Ce week-end, nous commémorerons l'anniversaire de la guerre des Six Jours, le conflit qui a façonné l'ethos de Tsahal en tant qu'armée omnipotente. Six jours de victoire nette, sans ambiguïté, presque biblique, au cours desquels Tsahal a prouvé au monde et à lui-même une capacité militaire qui est devenue un mythe israélien. Peut-être est-ce précisément ce mythe qui s'est transformé en fardeau.

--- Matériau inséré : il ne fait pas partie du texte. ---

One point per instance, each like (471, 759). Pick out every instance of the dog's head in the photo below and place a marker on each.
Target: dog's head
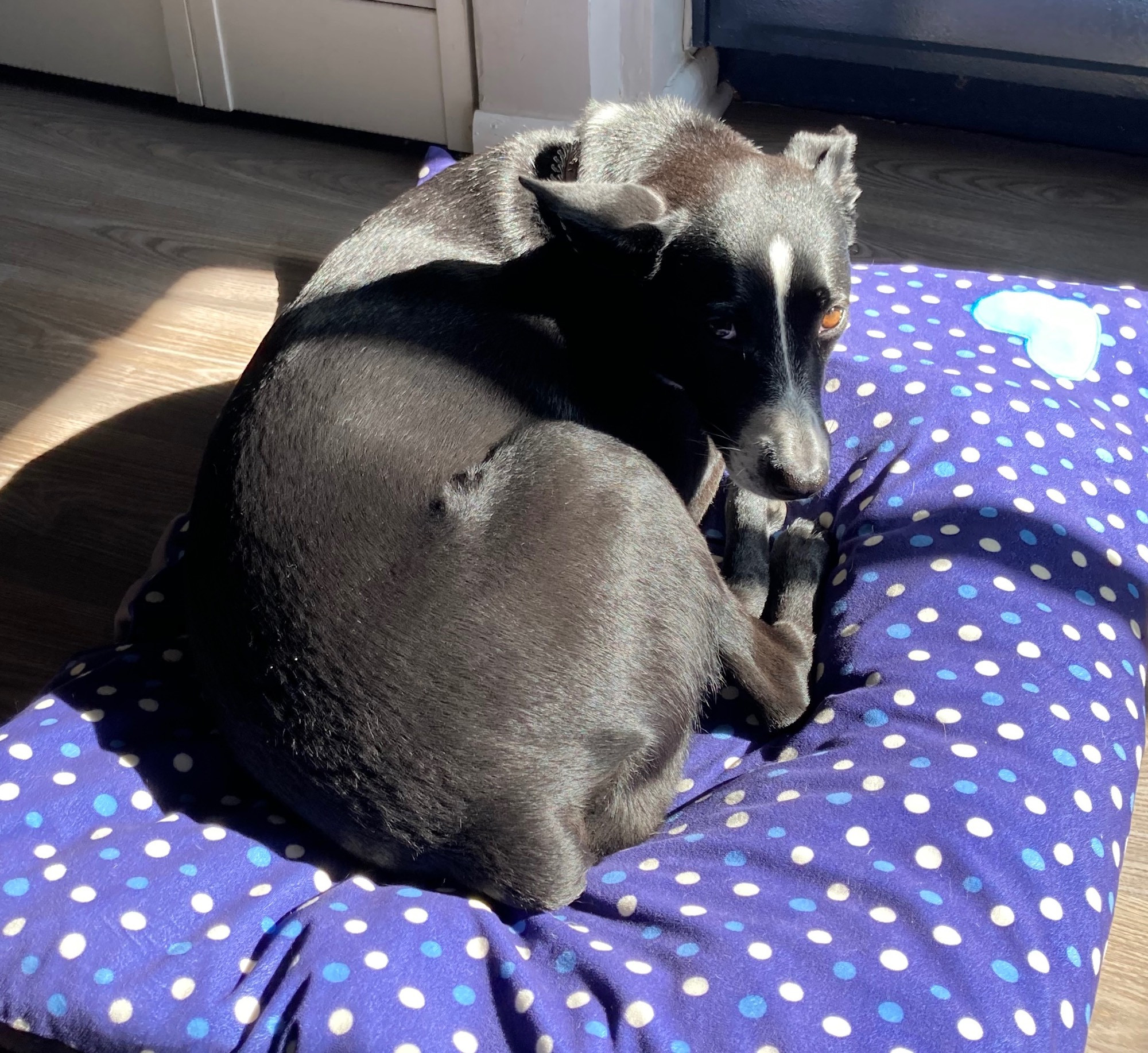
(731, 266)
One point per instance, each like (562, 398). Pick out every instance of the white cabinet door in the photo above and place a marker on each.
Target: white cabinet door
(401, 69)
(113, 42)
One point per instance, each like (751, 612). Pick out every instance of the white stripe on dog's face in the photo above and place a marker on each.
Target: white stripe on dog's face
(781, 272)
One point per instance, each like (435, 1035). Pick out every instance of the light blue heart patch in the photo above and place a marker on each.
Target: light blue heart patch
(1062, 337)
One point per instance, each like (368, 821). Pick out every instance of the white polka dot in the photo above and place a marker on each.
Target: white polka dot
(894, 961)
(792, 992)
(839, 1027)
(73, 946)
(1026, 1023)
(980, 827)
(1002, 916)
(120, 1012)
(971, 1029)
(342, 1020)
(413, 998)
(247, 1010)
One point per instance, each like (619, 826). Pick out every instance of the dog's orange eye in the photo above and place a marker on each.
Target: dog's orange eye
(833, 319)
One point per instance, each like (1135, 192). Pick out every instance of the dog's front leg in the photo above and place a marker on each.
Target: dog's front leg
(750, 523)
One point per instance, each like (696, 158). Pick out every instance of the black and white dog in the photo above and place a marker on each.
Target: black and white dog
(446, 579)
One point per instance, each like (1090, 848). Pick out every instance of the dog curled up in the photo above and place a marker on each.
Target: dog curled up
(446, 580)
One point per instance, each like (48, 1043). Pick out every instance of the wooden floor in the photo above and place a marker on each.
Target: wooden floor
(145, 249)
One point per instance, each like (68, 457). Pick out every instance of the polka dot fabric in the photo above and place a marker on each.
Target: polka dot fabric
(929, 863)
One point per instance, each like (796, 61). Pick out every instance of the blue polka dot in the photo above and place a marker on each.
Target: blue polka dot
(1006, 971)
(259, 856)
(1034, 860)
(753, 1006)
(891, 1012)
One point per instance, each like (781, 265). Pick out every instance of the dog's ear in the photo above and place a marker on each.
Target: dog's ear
(831, 157)
(624, 219)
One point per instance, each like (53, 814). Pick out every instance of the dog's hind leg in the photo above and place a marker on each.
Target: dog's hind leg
(772, 656)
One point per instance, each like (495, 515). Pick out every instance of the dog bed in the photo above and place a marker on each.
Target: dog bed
(929, 863)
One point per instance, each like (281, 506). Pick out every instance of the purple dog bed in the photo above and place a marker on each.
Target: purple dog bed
(929, 863)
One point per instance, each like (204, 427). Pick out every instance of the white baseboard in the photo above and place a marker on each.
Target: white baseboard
(696, 82)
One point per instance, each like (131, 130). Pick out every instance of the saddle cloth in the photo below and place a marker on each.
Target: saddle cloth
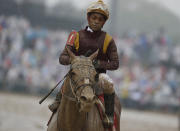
(102, 111)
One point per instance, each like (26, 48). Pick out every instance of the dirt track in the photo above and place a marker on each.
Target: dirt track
(23, 113)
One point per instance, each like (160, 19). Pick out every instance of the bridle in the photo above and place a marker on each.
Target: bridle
(74, 85)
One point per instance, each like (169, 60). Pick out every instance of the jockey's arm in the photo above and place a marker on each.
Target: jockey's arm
(64, 58)
(113, 60)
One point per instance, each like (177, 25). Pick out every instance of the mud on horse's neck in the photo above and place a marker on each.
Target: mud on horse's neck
(70, 117)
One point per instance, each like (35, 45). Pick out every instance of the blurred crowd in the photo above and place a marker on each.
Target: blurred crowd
(29, 55)
(149, 63)
(149, 74)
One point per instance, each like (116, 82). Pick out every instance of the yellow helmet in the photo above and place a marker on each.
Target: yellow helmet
(99, 7)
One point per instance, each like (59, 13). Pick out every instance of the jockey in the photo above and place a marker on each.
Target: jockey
(89, 40)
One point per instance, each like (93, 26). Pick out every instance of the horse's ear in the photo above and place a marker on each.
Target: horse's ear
(71, 54)
(94, 55)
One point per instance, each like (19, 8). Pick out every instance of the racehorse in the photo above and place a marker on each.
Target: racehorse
(78, 110)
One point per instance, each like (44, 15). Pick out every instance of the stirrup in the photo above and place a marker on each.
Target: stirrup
(108, 121)
(54, 106)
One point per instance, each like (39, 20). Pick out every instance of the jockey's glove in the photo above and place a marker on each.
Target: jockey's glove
(96, 63)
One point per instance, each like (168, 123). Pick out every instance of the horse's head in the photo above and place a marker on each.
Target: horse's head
(82, 80)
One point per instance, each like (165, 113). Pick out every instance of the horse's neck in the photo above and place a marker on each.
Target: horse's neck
(70, 117)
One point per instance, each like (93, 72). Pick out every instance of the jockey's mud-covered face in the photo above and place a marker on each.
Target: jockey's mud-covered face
(96, 21)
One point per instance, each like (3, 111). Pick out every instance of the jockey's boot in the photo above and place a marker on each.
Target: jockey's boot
(54, 106)
(109, 110)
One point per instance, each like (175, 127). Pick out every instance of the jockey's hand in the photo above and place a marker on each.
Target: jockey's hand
(96, 63)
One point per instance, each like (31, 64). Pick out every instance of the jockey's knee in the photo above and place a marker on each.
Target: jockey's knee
(106, 83)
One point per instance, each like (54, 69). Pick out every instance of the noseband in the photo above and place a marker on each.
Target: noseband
(87, 81)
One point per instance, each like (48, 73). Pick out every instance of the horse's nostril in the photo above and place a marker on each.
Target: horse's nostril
(83, 98)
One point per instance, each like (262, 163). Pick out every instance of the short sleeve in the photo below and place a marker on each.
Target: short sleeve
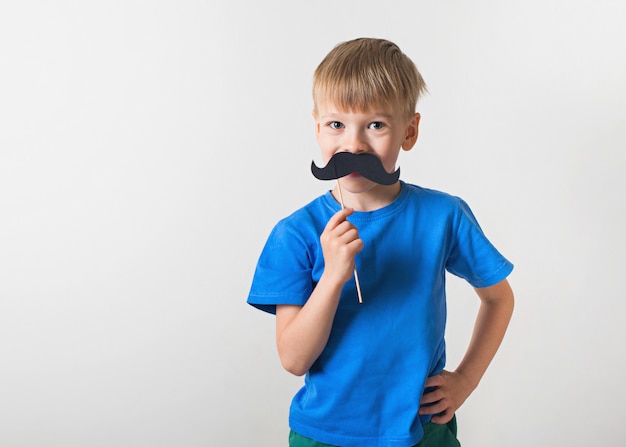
(283, 272)
(472, 256)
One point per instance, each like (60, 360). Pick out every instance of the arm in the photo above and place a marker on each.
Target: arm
(453, 388)
(302, 331)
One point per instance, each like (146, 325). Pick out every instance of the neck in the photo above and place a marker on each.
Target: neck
(372, 199)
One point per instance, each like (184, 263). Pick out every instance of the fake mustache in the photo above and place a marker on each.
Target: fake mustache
(366, 164)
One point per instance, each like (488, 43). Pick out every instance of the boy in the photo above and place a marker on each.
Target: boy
(374, 370)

La guerre des Six Jours a placé la barre si haut que nous semblons attendre de Tsahal qu'il la reproduise encore et encore, comme si cela ne dépendait que de lui. Mais nous ne sommes plus en 1967. À l'époque, nous combattions des armées d'États qui respectaient, la plupart du temps, les règles de la guerre. Aujourd'hui, nous affrontons des organisations terroristes portées par une idéologie extrémiste, qui se dissimulent au sein de populations civiles, mènent une guerre de l'information à l'échelle mondiale et sont financées par d'importants moyens financiers et des technologies de pointe.
Ce n'est plus une guerre de six jours. C'est une guerre longue et complexe, et parfois une guerre que Tsahal se voit empêché de trancher de la manière dont nous avons été habitués à imaginer la victoire. En 1967, l'image de la victoire était limpide : des parachutistes au Mur occidental, Tsahal au canal de Suez, sur le Jourdain. Mais quelle est l'image de la victoire en 2026 ? Tsahal maître de Gaza ? Tsahal à Beyrouth ? Des soldats israéliens et américains défilant dans les rues de Téhéran ? Même ceux qui imaginent de tels scénarios comprennent que le prix militaire, diplomatique et international en serait colossal. Nous exigeons une victoire d'antan dans une guerre qui ne se déroule plus selon les règles d'antan.
Cela signifie-t-il qu'il faille s'interdire toute critique ? Certainement pas. Dans un État démocratique, il faut poser des questions, examiner les décisions et en tirer les enseignements. Mais il y a une différence entre la critique et le fait d'entretenir une frustration permanente, comme s'il existait quelque plan magique n'attendant que le bon gouvernement ou le bon chef d'état-major pour être mis en œuvre — un plan qui apporterait la victoire sans prix à payer, sans pertes humaines. Quelqu'un croit-il vraiment que si d'autres politiciens étaient au pouvoir, le Hamas aurait renoncé à son projet d'envahir Israël ? Que l'Iran, qui appelle ouvertement à la destruction d'Israël, aurait soudainement modifié ses objectifs ?
Mais le fossé le plus profond entre 1967 et aujourd'hui ne se trouve pas sur le champ de bataille, il se trouve dans la politique. À la veille de la guerre des Six Jours, un gouvernement d'union nationale vit le jour, et la coalition comptait 111 membres de la Knesset. Seuls l'Agoudat Israël et les partis arabes et communistes restaient dans l'opposition. Aujourd'hui, à l'heure la plus difficile d'Israël, en pleine guerre sur plusieurs fronts, il est difficile de dire que ce même esprit anime la classe dirigeante. Bien que tous comprennent que le 7 octobre a ouvert une guerre multi-fronts visant à la destruction d'Israël, de nombreux politiciens continuent de faire passer leur intérêt politique personnel avant le bien de l'État.
Il nous semble parfois que nous exigeons de Tsahal une victoire à la 1967, sans pour autant vraiment lui permettre de la remporter, ni même le soutenir pleinement. Il est peut-être temps de cesser de reprocher à Tsahal de ne pas fournir une image de victoire qui appartient à un monde révolu. Tant que nous sommes là — vivants, vibrants, parfois même à nous battre entre nous — cela ressemble déjà à une victoire.